Tambahan lagi dalam Pasal 110 ayat 4 KUHP telah ditentukan bahwa tidak dipidana
barang siapa ternyata bahwa maksudnya hanya mempersiapkan atau memperlancar perubahan
ketatanegaraan dalam arti umum. Dam Pasal 310 ayat 3 KUHP, bahwa tidak termasuk
menista atau menista dengan tulisan, jika ternyata bahwa si pembuat melakukan hal itu untuk
kepentingan umum.

III. Kesimpulan dan permohonan


Berdasarkan uraian-uraian tersebut diatas Tim Pembela Umum berkesimpulan sebagai
berikut:
1. Bahwa proses penyidikan tidak memenuhi ketentuan Pasal 3 huruf a jo Pasal 6
UU No. 13 Tahun 1970 sehingga BAP yang dibuat tidak berdasarkan undang-
undang mengandung cacat yuridis. selanjutnya Surat Dakwaan yang dibuat
berdasarkan BAP yang cacat yuridis adalah batal demi hukum atau setidaknya
harus dinyatakan batal;
2. Bahwa oleh karena Surad Dakwaan didasarkan atas sumber data yang validitasnya
diragukan in casu rekaman sehingga Surat Dakwaan yang demikian harus
dinyatakan sebagai “tidak cermat dan jelas”;
3. Bahwa sebagai anggota DPR/MPR-RI memiliki kewajiban konstitusionalisme
menurut UUD 1945, untuk membicarakan ketatanegaraan termasuk pengawasan
terhadap jalannya pemerintahan sekaligus hal itu merupakan imunitasnya sevara
hukum.

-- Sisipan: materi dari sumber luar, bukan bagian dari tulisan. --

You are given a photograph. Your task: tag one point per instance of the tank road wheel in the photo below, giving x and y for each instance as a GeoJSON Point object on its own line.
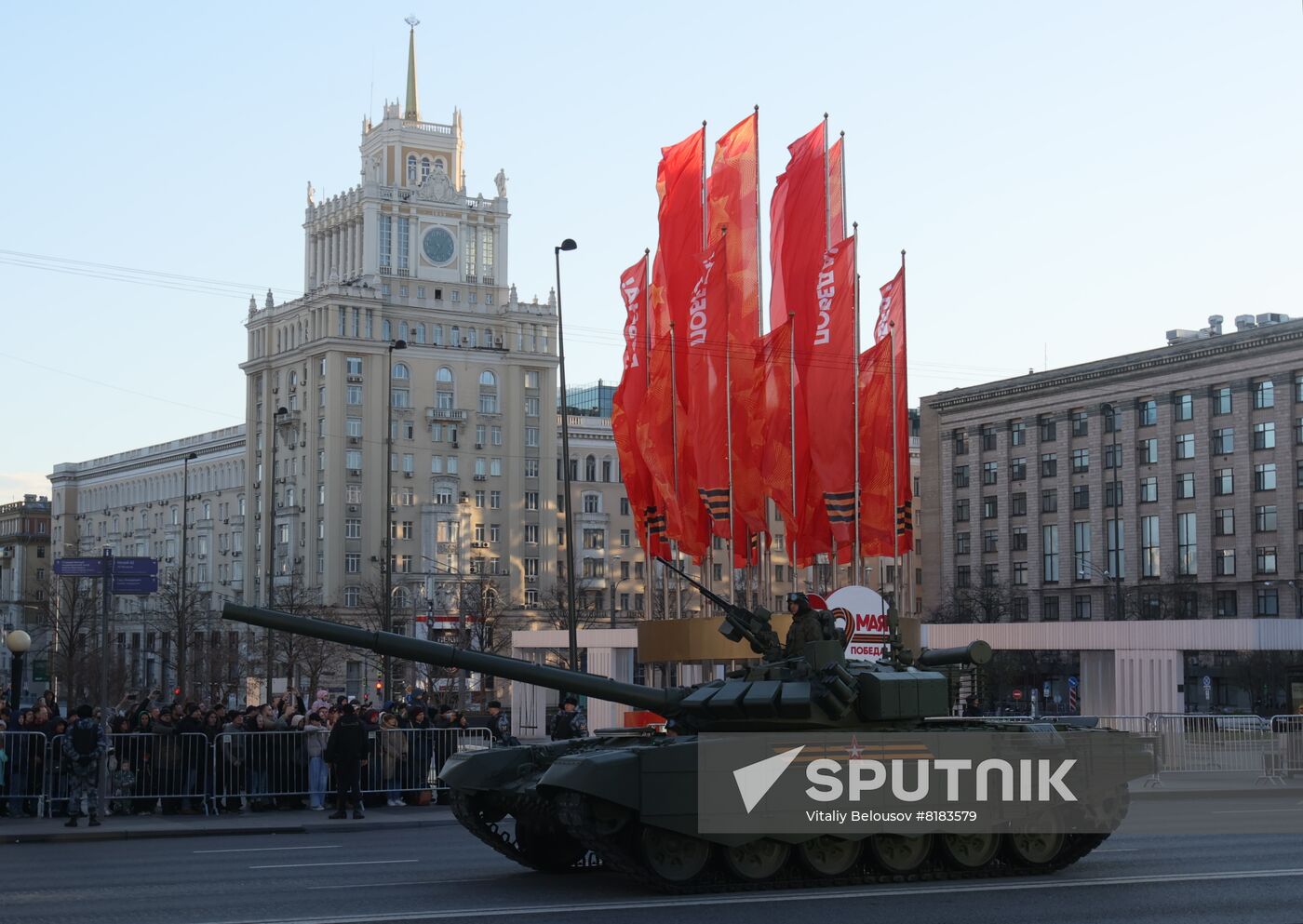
{"type": "Point", "coordinates": [1036, 842]}
{"type": "Point", "coordinates": [968, 851]}
{"type": "Point", "coordinates": [673, 856]}
{"type": "Point", "coordinates": [547, 848]}
{"type": "Point", "coordinates": [898, 854]}
{"type": "Point", "coordinates": [827, 855]}
{"type": "Point", "coordinates": [758, 861]}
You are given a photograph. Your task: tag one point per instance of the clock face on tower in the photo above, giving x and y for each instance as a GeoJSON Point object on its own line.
{"type": "Point", "coordinates": [438, 246]}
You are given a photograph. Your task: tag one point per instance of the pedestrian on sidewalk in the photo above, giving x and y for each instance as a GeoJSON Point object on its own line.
{"type": "Point", "coordinates": [85, 747]}
{"type": "Point", "coordinates": [345, 752]}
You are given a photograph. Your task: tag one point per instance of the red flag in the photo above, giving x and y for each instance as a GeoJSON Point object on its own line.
{"type": "Point", "coordinates": [829, 387]}
{"type": "Point", "coordinates": [877, 510]}
{"type": "Point", "coordinates": [732, 195]}
{"type": "Point", "coordinates": [675, 270]}
{"type": "Point", "coordinates": [627, 406]}
{"type": "Point", "coordinates": [798, 225]}
{"type": "Point", "coordinates": [890, 328]}
{"type": "Point", "coordinates": [707, 396]}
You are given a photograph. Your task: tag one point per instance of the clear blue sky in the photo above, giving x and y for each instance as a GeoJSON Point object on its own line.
{"type": "Point", "coordinates": [1070, 179]}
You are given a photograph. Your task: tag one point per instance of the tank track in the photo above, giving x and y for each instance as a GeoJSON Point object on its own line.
{"type": "Point", "coordinates": [619, 854]}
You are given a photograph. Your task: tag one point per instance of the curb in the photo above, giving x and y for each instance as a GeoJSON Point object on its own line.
{"type": "Point", "coordinates": [149, 835]}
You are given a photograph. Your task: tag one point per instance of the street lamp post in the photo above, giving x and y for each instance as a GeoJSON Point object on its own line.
{"type": "Point", "coordinates": [387, 566]}
{"type": "Point", "coordinates": [17, 641]}
{"type": "Point", "coordinates": [185, 526]}
{"type": "Point", "coordinates": [569, 244]}
{"type": "Point", "coordinates": [270, 477]}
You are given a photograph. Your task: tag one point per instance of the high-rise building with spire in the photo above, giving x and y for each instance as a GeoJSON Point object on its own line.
{"type": "Point", "coordinates": [410, 363]}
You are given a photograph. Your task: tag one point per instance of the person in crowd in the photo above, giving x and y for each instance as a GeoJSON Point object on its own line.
{"type": "Point", "coordinates": [84, 748]}
{"type": "Point", "coordinates": [393, 747]}
{"type": "Point", "coordinates": [570, 721]}
{"type": "Point", "coordinates": [347, 754]}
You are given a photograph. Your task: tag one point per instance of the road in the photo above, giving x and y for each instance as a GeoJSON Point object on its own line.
{"type": "Point", "coordinates": [442, 874]}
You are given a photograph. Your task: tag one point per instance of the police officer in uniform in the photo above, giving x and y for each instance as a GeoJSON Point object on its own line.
{"type": "Point", "coordinates": [805, 624]}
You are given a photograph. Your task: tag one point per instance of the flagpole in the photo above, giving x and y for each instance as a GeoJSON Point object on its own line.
{"type": "Point", "coordinates": [855, 386]}
{"type": "Point", "coordinates": [895, 459]}
{"type": "Point", "coordinates": [791, 417]}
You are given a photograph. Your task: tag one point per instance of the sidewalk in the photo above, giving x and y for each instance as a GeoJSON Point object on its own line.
{"type": "Point", "coordinates": [140, 826]}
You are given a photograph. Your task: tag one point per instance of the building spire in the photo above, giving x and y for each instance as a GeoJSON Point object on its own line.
{"type": "Point", "coordinates": [412, 111]}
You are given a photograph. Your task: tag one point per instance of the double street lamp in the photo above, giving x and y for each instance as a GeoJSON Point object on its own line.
{"type": "Point", "coordinates": [387, 566]}
{"type": "Point", "coordinates": [569, 244]}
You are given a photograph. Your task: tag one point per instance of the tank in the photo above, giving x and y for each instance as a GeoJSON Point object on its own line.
{"type": "Point", "coordinates": [627, 799]}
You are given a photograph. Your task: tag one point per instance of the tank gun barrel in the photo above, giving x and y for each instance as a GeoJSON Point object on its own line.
{"type": "Point", "coordinates": [447, 656]}
{"type": "Point", "coordinates": [974, 653]}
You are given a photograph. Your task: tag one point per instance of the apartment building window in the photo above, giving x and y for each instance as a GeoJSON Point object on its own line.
{"type": "Point", "coordinates": [1116, 546]}
{"type": "Point", "coordinates": [1264, 394]}
{"type": "Point", "coordinates": [1188, 547]}
{"type": "Point", "coordinates": [1150, 558]}
{"type": "Point", "coordinates": [1049, 553]}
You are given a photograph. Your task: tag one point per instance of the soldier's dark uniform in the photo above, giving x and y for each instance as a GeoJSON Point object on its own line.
{"type": "Point", "coordinates": [805, 625]}
{"type": "Point", "coordinates": [82, 767]}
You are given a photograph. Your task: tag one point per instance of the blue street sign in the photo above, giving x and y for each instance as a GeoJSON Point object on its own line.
{"type": "Point", "coordinates": [136, 566]}
{"type": "Point", "coordinates": [80, 567]}
{"type": "Point", "coordinates": [134, 584]}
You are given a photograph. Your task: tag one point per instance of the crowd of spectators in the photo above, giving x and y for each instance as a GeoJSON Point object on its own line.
{"type": "Point", "coordinates": [186, 757]}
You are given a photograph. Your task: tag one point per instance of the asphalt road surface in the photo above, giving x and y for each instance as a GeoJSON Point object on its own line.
{"type": "Point", "coordinates": [442, 874]}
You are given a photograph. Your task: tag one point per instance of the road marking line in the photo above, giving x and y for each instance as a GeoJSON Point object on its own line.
{"type": "Point", "coordinates": [795, 895]}
{"type": "Point", "coordinates": [342, 863]}
{"type": "Point", "coordinates": [257, 850]}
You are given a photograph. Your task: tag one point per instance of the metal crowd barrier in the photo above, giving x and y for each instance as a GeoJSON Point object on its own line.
{"type": "Point", "coordinates": [270, 770]}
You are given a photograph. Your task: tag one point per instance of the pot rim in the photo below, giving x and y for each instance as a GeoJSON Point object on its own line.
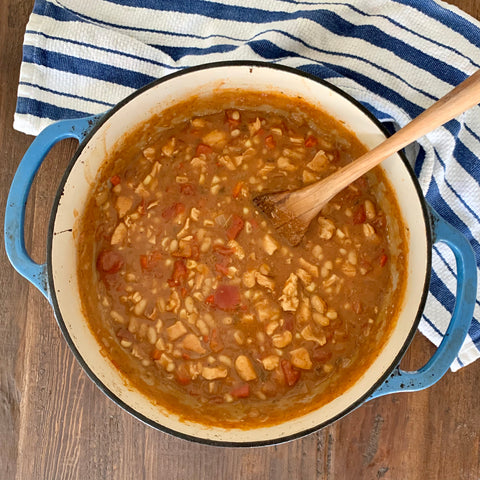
{"type": "Point", "coordinates": [158, 426]}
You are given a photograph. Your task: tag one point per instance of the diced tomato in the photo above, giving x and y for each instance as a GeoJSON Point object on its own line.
{"type": "Point", "coordinates": [291, 374]}
{"type": "Point", "coordinates": [151, 261]}
{"type": "Point", "coordinates": [172, 211]}
{"type": "Point", "coordinates": [310, 141]}
{"type": "Point", "coordinates": [270, 142]}
{"type": "Point", "coordinates": [253, 223]}
{"type": "Point", "coordinates": [235, 227]}
{"type": "Point", "coordinates": [289, 321]}
{"type": "Point", "coordinates": [220, 268]}
{"type": "Point", "coordinates": [109, 261]}
{"type": "Point", "coordinates": [357, 306]}
{"type": "Point", "coordinates": [383, 259]}
{"type": "Point", "coordinates": [187, 189]}
{"type": "Point", "coordinates": [227, 297]}
{"type": "Point", "coordinates": [359, 215]}
{"type": "Point", "coordinates": [237, 189]}
{"type": "Point", "coordinates": [242, 391]}
{"type": "Point", "coordinates": [188, 250]}
{"type": "Point", "coordinates": [156, 354]}
{"type": "Point", "coordinates": [115, 180]}
{"type": "Point", "coordinates": [202, 148]}
{"type": "Point", "coordinates": [215, 342]}
{"type": "Point", "coordinates": [179, 274]}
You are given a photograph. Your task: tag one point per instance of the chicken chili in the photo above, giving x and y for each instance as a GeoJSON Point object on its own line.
{"type": "Point", "coordinates": [192, 294]}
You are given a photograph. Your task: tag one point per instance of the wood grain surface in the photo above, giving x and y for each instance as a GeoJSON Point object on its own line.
{"type": "Point", "coordinates": [55, 424]}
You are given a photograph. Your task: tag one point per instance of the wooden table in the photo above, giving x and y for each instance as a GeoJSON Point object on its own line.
{"type": "Point", "coordinates": [55, 424]}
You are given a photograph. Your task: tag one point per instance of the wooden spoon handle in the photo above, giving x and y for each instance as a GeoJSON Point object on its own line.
{"type": "Point", "coordinates": [460, 99]}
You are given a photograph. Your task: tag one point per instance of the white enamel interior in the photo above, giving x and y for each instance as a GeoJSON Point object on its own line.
{"type": "Point", "coordinates": [140, 109]}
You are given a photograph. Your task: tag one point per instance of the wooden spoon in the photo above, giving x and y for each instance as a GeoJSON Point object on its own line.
{"type": "Point", "coordinates": [292, 211]}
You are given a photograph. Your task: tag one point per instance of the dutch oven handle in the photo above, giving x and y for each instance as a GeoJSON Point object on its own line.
{"type": "Point", "coordinates": [20, 189]}
{"type": "Point", "coordinates": [436, 367]}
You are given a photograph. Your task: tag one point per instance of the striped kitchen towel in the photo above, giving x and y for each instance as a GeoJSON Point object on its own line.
{"type": "Point", "coordinates": [395, 56]}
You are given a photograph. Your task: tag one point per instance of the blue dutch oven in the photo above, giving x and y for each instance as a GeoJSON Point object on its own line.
{"type": "Point", "coordinates": [57, 281]}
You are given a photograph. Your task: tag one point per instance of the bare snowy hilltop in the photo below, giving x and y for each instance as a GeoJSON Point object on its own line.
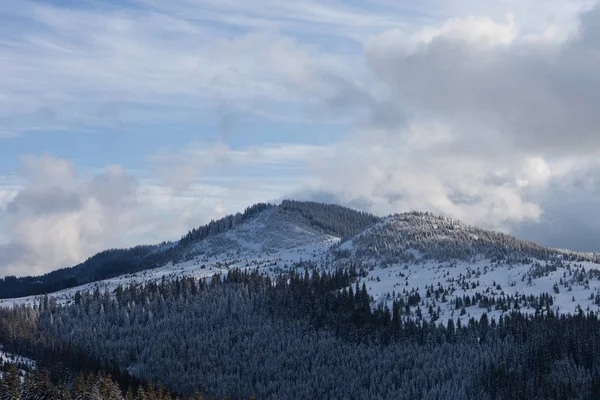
{"type": "Point", "coordinates": [436, 268]}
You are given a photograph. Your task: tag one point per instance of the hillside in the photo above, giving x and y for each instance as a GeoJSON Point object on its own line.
{"type": "Point", "coordinates": [260, 228]}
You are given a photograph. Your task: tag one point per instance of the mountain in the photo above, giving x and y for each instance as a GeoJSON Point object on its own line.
{"type": "Point", "coordinates": [259, 228]}
{"type": "Point", "coordinates": [403, 257]}
{"type": "Point", "coordinates": [308, 300]}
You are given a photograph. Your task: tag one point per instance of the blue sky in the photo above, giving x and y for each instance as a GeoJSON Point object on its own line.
{"type": "Point", "coordinates": [124, 122]}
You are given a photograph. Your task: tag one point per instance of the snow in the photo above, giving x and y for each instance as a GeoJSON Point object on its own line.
{"type": "Point", "coordinates": [382, 282]}
{"type": "Point", "coordinates": [9, 358]}
{"type": "Point", "coordinates": [274, 244]}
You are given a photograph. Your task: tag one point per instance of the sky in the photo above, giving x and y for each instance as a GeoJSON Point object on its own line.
{"type": "Point", "coordinates": [130, 122]}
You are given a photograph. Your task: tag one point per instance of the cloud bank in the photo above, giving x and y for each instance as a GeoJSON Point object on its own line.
{"type": "Point", "coordinates": [485, 116]}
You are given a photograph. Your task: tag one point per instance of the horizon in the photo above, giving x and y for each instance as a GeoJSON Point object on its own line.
{"type": "Point", "coordinates": [130, 122]}
{"type": "Point", "coordinates": [276, 204]}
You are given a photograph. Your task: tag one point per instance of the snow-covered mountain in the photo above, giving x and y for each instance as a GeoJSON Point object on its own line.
{"type": "Point", "coordinates": [436, 267]}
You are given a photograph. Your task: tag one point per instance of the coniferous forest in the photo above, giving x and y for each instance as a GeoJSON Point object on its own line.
{"type": "Point", "coordinates": [306, 335]}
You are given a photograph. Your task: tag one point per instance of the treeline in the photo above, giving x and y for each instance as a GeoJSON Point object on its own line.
{"type": "Point", "coordinates": [414, 236]}
{"type": "Point", "coordinates": [316, 335]}
{"type": "Point", "coordinates": [222, 225]}
{"type": "Point", "coordinates": [331, 219]}
{"type": "Point", "coordinates": [104, 265]}
{"type": "Point", "coordinates": [36, 385]}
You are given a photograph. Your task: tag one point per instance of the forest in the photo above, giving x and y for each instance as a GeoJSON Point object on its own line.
{"type": "Point", "coordinates": [305, 335]}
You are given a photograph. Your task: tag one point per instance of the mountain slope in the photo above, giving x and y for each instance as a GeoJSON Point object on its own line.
{"type": "Point", "coordinates": [414, 236]}
{"type": "Point", "coordinates": [259, 228]}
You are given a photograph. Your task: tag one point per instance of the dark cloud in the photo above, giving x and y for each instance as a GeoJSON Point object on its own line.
{"type": "Point", "coordinates": [539, 95]}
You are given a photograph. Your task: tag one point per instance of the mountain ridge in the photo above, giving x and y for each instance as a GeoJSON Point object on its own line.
{"type": "Point", "coordinates": [295, 232]}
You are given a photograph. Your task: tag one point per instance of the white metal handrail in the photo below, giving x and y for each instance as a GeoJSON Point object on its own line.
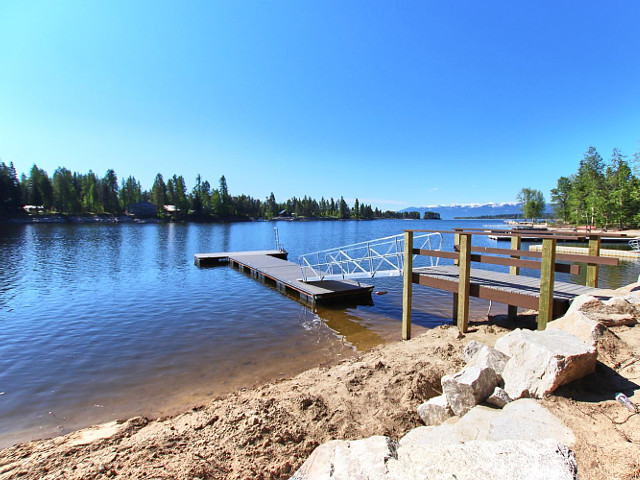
{"type": "Point", "coordinates": [383, 257]}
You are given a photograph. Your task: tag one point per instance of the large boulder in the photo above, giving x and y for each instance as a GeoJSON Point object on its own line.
{"type": "Point", "coordinates": [467, 388]}
{"type": "Point", "coordinates": [364, 459]}
{"type": "Point", "coordinates": [541, 361]}
{"type": "Point", "coordinates": [435, 410]}
{"type": "Point", "coordinates": [486, 460]}
{"type": "Point", "coordinates": [580, 325]}
{"type": "Point", "coordinates": [487, 357]}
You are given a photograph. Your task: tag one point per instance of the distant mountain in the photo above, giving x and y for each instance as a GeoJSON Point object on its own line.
{"type": "Point", "coordinates": [469, 209]}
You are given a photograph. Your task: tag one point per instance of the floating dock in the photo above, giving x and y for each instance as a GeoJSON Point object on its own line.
{"type": "Point", "coordinates": [273, 265]}
{"type": "Point", "coordinates": [604, 252]}
{"type": "Point", "coordinates": [519, 290]}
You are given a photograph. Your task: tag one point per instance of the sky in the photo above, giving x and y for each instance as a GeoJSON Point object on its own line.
{"type": "Point", "coordinates": [396, 103]}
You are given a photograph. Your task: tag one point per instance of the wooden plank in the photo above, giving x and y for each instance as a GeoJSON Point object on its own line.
{"type": "Point", "coordinates": [504, 261]}
{"type": "Point", "coordinates": [524, 285]}
{"type": "Point", "coordinates": [592, 270]}
{"type": "Point", "coordinates": [464, 282]}
{"type": "Point", "coordinates": [407, 285]}
{"type": "Point", "coordinates": [534, 252]}
{"type": "Point", "coordinates": [545, 310]}
{"type": "Point", "coordinates": [505, 232]}
{"type": "Point", "coordinates": [516, 242]}
{"type": "Point", "coordinates": [572, 254]}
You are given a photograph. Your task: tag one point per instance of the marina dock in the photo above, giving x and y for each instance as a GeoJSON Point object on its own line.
{"type": "Point", "coordinates": [604, 252]}
{"type": "Point", "coordinates": [272, 265]}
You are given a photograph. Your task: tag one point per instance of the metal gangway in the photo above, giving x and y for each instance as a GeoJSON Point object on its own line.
{"type": "Point", "coordinates": [383, 257]}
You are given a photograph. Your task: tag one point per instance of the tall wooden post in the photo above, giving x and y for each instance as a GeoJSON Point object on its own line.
{"type": "Point", "coordinates": [547, 279]}
{"type": "Point", "coordinates": [456, 243]}
{"type": "Point", "coordinates": [592, 270]}
{"type": "Point", "coordinates": [464, 282]}
{"type": "Point", "coordinates": [454, 313]}
{"type": "Point", "coordinates": [516, 243]}
{"type": "Point", "coordinates": [407, 285]}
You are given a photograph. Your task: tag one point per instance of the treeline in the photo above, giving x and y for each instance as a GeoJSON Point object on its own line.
{"type": "Point", "coordinates": [601, 193]}
{"type": "Point", "coordinates": [75, 193]}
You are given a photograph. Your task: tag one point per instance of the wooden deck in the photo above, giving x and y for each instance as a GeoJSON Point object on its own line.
{"type": "Point", "coordinates": [272, 265]}
{"type": "Point", "coordinates": [515, 290]}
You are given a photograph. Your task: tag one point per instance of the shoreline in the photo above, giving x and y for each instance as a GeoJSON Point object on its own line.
{"type": "Point", "coordinates": [268, 431]}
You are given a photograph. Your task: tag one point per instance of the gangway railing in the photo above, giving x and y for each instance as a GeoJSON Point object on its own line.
{"type": "Point", "coordinates": [383, 257]}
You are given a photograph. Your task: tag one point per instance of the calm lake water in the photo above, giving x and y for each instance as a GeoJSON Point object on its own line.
{"type": "Point", "coordinates": [99, 322]}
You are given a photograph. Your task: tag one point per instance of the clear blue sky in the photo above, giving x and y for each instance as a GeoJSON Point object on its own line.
{"type": "Point", "coordinates": [396, 103]}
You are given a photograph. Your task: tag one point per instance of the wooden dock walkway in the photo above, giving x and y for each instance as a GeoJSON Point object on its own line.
{"type": "Point", "coordinates": [604, 252]}
{"type": "Point", "coordinates": [272, 265]}
{"type": "Point", "coordinates": [550, 298]}
{"type": "Point", "coordinates": [518, 290]}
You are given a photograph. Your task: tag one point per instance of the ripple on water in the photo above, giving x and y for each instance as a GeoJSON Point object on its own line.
{"type": "Point", "coordinates": [105, 321]}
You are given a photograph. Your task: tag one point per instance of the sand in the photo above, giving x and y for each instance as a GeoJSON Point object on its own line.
{"type": "Point", "coordinates": [267, 432]}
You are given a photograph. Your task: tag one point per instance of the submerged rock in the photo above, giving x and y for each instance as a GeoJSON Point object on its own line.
{"type": "Point", "coordinates": [341, 459]}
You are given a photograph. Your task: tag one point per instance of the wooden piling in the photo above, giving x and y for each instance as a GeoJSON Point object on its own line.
{"type": "Point", "coordinates": [592, 270]}
{"type": "Point", "coordinates": [464, 282]}
{"type": "Point", "coordinates": [407, 290]}
{"type": "Point", "coordinates": [547, 279]}
{"type": "Point", "coordinates": [516, 243]}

Oleh karena itu pengadilan ini pada asasnya tidak berwenang mengadili
terdakwa. Dan lagi pula secara tersurat (ekplisit) Pasal 110 ayat 4 KUHP telah
menentukan bahwa “tidak dipidana barang siapa ternyata bahwa maksudnya
hanya mempersiapkan atau memperlancar perubahan ketatanegaraan dalam arti
umum”. Dengan kata lain masalah ini lebih merupakan masalah politik daripada
tenis hukum;
4. Bahwa Surat Dakwaan ternyata tidak memenuhi syarat-syarat yang ditentukan
Pasal 143 ayat 2 huruf b KUHP yaitutidak disusun secara cermat, jelas dan
lengkap karena rumusannya tidak akurat, meragukan dan kontradiktif;
5. Bahwa Pasal 134 dan 207 KUHP tidak dapat dipertahankan lagi dalam Surat
Dakwaan ini karena perkembangan dari sistem pemerintahan dari monarki ke
demokrasi dan Pasal 207 KUHP secara esensial tidak mendapat serangan apapun
dari pidaro Terdakwa.
Selanjutnya mohon Majelis Hakim yang Terhormat untuk menyatakan bahwa surat
dakwaan ini adalah batal demi hukum atau setidak-tidaknya harus dinyatakan batal.